With reference to the Figures, the SM 22 has associated with it a hysteresis, the SE 20 has associated with it a hysteresis, and the SYCS has associated with it an overall stiffness that is a combination of the stiffness of the SM 22 and that of the SE 20. Preferably, the hysteresis of the SM 22 is less than that of the SE 20, and the overall hysteresis of the SYCS is reduced compared to that of the SE 20 alone. In some embodiments, the overall hysteresis of the SYCS is closer to that of the SM 22 than to that of the SE 20. In some embodiments, the hysteresis of the SYCS is substantially dominated by that of the SM 22. In some embodiments, the value of the hysteresis of the SYCS is substantially determined by the value of the hysteresis of the SM 22. In some embodiments, the hysteresis of the SYCS is substantially equal to that of the SM 22.

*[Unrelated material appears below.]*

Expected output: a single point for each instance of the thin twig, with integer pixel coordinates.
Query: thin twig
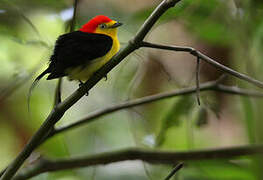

With reference to the Figures, the SE 20 has associated with it an electrical conductivity, the SM 22 has associated with it an electrical conductivity, and the SYCS has associated with it an overall conductivity that is a combination of the conductivity of the SE 20 and the conductivity of the SM 22. Preferably, the conductivity of the SE 20 is greater than that of the SM 22, and the overall conductivity of the SYCS is increased compared to that of the SM 22 alone. In some embodiments, the overall conductivity of the SYCS is closer to that of the SE 20 than to that of the SM 22. In some embodiments, the conductivity of the SYCS is substantially dominated by that of the SE 20. In some embodiments, the value of the conductivity of the SYCS is substantially determined by the value of the conductivity of the SE 20. In some embodiments, the conductivity of the SYCS is substantially equal to that of the SE 20.

Materials

With reference to the Figures, the material of the SE 20, the SM 22, and/or the HC 24 in various embodiments includes one or more materials in the elastomer material family of natural or synthetic rubbers, such as Polyurea, polyether-polyurea copolymer (e.g. Spandex, Lycra, Elastane), Natural polyisoprene, Synthetic polyisoprene, Polybutadiene (BR), Chloroprene rubber (CR) (e.g. Neoprene), Styrene-butadiene Rubber (SBR), Nitrile rubber, Hydrogenated Nitrile Rubbers (HNBR), Polyether block amides (PEBA), Perfluoroelastomers (FFKM), Fluoroelastomers (FKM), Fluorosilicone Rubber (FVMQ), Silicone rubber (SI, Q, VMQ), Polyacrylic rubber (ACM, ABR), Epichlorohydrin rubber (ECO), ethylene propylene rubber (EPM), Latex, Caoutchouc, and so on.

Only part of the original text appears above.